THE Scottish Government has completed a u-turn on controversial fire alarm safety laws which critics said would cause financial hardship and cause a household insurance crisis.
Ministers will ask parliament to delay new regulations on smoke and carbon monoxide alarms by 12 months due to the impact of coronavirus. It be down to MSPs to rubber stamp the move.
It comes a day after the Herald revealed that those who did not comply within the next 15 weeks could see their household insurance voided.
Legislation due to come into effect on February 1, next year meant the standard which currently applies to private rented property and new-builds would have been extended to all homes in Scotland.
But ministers have accepted that due to the “practical difficulties” likely to be faced by homeowners seeking to make the necessary changes to their homes, that the would now seek to move implementation back to February 2022.
Kevin Stewart, local government and housing ministers said: “Fire safety is an absolute priority for the Scottish Government, and we remain committed to implementing these improved regulations, which will mean everyone will benefit from the same level of protection, whether they own their home or rent from a social or private landlord.
“Given the impact of COVID-19, and the difficulties this is likely to create for people seeking to install new smoke and carbon monoxide alarms, we have listened to concerns and decided to ask the Scottish Parliament to delay implementation.
“If this delay is approved, we will continue to work with partners to spread awareness of the changes before the new deadline.
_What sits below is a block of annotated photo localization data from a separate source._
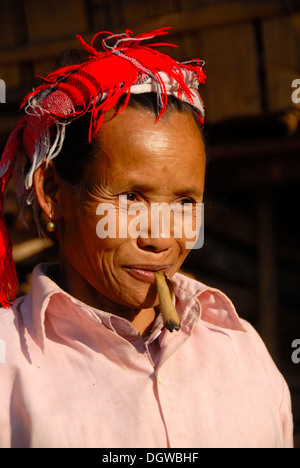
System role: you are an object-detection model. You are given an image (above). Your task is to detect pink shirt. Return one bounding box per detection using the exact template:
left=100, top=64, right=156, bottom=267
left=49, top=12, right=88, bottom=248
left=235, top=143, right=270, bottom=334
left=0, top=263, right=293, bottom=448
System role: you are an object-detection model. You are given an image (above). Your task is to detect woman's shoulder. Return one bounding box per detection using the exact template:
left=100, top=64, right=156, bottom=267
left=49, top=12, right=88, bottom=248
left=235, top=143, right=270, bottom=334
left=0, top=303, right=18, bottom=330
left=0, top=295, right=30, bottom=358
left=175, top=273, right=289, bottom=387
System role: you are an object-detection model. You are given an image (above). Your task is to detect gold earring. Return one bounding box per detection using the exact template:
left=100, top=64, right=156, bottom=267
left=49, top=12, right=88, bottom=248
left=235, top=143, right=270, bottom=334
left=46, top=213, right=56, bottom=232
Our focus will be on supporting householders to ensure satisfactory fire alarms are installed so we can improve the safety of their homes.”
The row over giving such short notice over the changes came after the Scottish Government last week published details of the new laws and a Q and A on what it meant.
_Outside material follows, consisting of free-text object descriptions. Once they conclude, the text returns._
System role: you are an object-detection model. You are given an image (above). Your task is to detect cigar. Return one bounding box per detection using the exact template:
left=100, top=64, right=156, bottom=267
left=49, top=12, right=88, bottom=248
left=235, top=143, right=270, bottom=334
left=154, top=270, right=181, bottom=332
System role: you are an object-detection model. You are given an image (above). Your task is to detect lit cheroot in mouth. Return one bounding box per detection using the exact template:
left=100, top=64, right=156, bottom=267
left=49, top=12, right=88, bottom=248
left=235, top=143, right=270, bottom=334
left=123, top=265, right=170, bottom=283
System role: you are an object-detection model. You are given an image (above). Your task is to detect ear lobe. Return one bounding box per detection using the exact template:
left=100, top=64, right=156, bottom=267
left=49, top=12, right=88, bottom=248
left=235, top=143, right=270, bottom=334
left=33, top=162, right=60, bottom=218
Specialist companies began sending leaflets to households across Scotland warning of the impending deadline of February 1.
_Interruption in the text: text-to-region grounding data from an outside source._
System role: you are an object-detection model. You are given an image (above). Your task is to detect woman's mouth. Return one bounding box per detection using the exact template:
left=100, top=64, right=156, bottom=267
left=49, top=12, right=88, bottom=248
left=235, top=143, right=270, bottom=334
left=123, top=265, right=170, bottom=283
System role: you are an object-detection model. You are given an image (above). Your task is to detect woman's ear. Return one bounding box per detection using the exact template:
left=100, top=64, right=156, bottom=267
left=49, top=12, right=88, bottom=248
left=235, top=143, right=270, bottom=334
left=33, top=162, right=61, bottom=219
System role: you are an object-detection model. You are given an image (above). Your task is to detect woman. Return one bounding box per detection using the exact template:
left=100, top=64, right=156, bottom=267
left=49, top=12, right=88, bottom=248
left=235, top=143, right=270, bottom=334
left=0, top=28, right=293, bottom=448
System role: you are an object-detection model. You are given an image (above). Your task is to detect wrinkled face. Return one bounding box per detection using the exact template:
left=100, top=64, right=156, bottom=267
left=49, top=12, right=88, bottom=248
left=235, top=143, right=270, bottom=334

Under the terms of the new rules, published by the Scottish Government last week, Scottish homeowners must have a ceiling-mounted smoke alarm in their living room, hallways and landings and a heat alarm in every kitchen.
The alarm system must be interlinked.
And carbon monoxide alarms should be fitted where there is a fuel burning appliance or a flue.
Both Age Scotland and Scottish Conservative Party leader Douglas Ross called on the Scottish Government to delay the move.
Age Scotland said it had been bombarded with concerns from worried older people who are worried about the short notice and how they can comply with under the current coronavirus restrictions over people coming into a house.
READ MORE: The Scottish Government Q&A – What they said you needed to know about the new Scots law regarding home fire alarms
The legislation was first mooted as a result of recent fire tragedies, including Grenfell and covers all homes, both in the private and social housing sectors.
The fire which destroyed Grenfell Tower in June 2017 was one of the UK’s worst modern disasters and 72 people died.
According to the new law, all homeowners or landlords will have to fund the costs of the alarms estimated by the Scottish Government to be at least £220 – but this only applies to alarms that can be fitted without the help of an electrician.
Private companies have been known to quote up to £600 to fit a system of alarms.
The Association of British Insurers confirmed that householders could face issues with cover if they did not comply with the law.
An ABI spokeswoman insurers expect for homeowners to ensure that their property meets legal requirements, complying with relevant building standards and fire safety standards.